It is inevitable every year that some players get ‘overpaid’ on the open market. Technically speaking, any deal signed on the open market is an establishment of a pattern of value relative to performance and mode of service, so ‘overpaid’ is perhaps not the most appropriate term, but it is the common one to describe players whose compensation relative to his most comparable peers exceeds his performance.
From some people’s perspective, every football player in the league is overpaid, after all, so there is a point at which the term becomes meaningless. But there are certainly worse arguments than others to propose a player to be overpaid, and Gregg Rosenthal found a strong contender for including the Pittsburgh Steelers’ Alejandro Villanueva on a list of players he expects will be overpaid next week. He writes for NFL.com:
Any starting tackle is going to get attention in a barren market, and Villanueva has hit 1,000 snaps in four of the last five seasons for a winning organization (missing the mark by four snaps in 2019). The Steelers usually know when to move on, and they need line help, so Villanueva’s availability is a red flag on its own.

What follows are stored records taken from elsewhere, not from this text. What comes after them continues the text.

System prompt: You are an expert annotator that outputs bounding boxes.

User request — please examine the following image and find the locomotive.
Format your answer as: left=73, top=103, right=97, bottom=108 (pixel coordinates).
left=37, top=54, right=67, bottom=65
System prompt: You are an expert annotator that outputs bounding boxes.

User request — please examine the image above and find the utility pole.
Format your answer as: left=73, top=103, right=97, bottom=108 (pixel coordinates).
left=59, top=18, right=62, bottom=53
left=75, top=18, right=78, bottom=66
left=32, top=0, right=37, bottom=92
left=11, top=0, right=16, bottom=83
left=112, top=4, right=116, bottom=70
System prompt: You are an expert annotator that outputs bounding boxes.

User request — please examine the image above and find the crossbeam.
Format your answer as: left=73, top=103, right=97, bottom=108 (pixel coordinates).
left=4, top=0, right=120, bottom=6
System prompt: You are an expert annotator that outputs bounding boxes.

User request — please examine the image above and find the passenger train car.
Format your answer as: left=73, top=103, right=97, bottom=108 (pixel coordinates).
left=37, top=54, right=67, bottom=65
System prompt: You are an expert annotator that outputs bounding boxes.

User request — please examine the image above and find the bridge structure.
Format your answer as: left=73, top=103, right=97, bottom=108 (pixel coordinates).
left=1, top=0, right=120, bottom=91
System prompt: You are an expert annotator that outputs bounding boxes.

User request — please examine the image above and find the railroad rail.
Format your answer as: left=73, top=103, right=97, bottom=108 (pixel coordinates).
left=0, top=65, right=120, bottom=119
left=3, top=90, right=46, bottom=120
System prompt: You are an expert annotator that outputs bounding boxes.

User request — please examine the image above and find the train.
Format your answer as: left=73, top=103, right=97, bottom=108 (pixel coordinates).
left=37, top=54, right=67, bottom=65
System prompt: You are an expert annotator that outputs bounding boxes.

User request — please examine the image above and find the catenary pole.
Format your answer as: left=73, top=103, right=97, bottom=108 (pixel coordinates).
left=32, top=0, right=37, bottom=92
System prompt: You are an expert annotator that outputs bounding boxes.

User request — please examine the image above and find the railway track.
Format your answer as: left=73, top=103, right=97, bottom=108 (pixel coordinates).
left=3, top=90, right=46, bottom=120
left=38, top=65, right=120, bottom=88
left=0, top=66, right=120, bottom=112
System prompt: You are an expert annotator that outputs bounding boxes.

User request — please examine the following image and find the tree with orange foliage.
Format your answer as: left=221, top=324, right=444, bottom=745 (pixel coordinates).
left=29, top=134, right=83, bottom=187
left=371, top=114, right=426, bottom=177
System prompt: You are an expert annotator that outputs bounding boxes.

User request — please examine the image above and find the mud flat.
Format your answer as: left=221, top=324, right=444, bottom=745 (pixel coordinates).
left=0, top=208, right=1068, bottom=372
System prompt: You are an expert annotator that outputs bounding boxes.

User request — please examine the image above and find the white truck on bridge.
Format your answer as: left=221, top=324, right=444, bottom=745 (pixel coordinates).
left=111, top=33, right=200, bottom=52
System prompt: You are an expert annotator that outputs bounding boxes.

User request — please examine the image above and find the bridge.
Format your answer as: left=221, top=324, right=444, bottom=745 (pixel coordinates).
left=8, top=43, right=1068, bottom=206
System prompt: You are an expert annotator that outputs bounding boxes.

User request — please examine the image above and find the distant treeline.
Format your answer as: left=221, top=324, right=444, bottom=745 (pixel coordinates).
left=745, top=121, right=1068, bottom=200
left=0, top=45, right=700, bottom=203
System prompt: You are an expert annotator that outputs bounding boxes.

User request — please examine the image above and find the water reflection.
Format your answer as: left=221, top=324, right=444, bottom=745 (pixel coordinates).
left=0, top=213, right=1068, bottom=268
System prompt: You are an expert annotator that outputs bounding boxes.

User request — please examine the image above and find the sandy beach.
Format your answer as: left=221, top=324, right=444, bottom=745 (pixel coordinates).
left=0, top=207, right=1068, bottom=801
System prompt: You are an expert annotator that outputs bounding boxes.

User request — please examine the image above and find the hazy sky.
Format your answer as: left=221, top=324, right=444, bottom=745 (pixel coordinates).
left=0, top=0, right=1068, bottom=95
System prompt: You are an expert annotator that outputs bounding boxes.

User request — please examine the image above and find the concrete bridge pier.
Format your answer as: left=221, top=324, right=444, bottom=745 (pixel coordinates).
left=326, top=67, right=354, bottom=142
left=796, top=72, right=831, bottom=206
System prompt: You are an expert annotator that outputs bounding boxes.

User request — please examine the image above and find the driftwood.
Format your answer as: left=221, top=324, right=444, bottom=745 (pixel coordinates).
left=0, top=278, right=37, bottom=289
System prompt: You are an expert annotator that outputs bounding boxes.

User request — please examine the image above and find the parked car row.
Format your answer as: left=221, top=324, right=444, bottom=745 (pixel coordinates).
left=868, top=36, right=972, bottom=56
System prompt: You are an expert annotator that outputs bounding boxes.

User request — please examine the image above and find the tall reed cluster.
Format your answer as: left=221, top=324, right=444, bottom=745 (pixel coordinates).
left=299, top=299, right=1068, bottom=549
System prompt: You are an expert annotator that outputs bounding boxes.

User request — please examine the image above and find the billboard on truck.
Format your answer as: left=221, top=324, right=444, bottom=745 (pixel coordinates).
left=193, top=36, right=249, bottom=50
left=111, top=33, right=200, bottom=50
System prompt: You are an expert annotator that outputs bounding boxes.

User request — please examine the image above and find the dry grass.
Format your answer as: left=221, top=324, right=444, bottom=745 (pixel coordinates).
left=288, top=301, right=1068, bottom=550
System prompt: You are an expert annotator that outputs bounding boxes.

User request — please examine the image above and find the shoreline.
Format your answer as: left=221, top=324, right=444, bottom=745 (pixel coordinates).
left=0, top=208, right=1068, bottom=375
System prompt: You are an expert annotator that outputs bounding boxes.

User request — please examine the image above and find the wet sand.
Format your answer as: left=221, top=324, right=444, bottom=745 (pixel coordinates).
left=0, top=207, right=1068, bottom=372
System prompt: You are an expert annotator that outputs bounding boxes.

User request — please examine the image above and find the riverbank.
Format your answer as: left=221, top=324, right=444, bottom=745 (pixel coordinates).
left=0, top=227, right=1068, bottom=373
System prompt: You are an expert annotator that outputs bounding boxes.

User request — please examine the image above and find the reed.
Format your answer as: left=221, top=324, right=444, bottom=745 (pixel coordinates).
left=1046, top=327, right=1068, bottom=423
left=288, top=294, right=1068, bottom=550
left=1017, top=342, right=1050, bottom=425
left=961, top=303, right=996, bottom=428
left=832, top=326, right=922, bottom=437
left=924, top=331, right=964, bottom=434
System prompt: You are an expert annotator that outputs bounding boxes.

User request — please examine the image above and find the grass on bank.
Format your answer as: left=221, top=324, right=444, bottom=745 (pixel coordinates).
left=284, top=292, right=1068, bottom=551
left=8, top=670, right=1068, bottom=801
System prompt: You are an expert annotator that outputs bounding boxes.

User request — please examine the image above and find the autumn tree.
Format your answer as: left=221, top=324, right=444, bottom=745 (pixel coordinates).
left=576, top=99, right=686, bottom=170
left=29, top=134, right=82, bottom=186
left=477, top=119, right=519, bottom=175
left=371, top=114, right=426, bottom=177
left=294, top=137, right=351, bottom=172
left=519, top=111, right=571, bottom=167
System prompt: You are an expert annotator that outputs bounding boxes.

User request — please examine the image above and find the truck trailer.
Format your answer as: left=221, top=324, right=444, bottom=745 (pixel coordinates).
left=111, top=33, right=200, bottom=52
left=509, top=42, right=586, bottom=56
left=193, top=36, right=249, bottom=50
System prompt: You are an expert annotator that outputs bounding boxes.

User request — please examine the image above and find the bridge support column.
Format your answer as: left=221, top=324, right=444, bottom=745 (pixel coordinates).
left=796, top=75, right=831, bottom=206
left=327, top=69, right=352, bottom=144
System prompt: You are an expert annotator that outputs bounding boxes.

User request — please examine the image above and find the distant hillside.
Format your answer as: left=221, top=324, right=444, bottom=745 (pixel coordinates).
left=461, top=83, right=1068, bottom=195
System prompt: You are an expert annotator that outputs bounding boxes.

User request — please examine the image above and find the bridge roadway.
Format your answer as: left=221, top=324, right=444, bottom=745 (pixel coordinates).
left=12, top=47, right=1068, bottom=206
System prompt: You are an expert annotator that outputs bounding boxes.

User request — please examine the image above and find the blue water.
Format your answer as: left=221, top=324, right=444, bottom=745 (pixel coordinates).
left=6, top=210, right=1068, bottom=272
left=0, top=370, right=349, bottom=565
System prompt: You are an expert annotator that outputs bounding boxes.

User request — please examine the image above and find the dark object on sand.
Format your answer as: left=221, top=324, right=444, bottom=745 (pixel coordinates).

That the Steelers are not doing a full-court press to re-sign Villanueva in no way should be interpreted as a reflection of his value. It is, rather, a reflection of their understanding of their financial limitations as imposed by the salary cap.
It is a foregone conclusion that Villanueva’s worth on the open market will substantially exceed what the team could reasonably pay him while maintaining the ability to re-sign other key players. At the same time, they have equally significant players heading to free agency in JuJu Smith-Schuster and Bud Dupree. Are all of them red flags against the others?
One of the reasons that “they need line help” is because they can’t afford against the salary cap to retain Villanueva. If they had the cap to spare, they would re-sign him. One would be hard-pressed to find a more well-liked individual in that locker room.
Might he ultimately be compensated at a rate relative to his performance that many will conventionally characterize as being ‘overpaid’? It’s certainly possible, but it has nothing to do with the fact that the Steelers are unlikely to make much effort to re-sign him.
And given the fact that he just finished a four-year deal over the course of which he only earned $24 million while making two Pro Bowls and logging over 4000 snaps, entering his age-33 season, he’s due to get paid, whether ‘overly’ so or otherwise.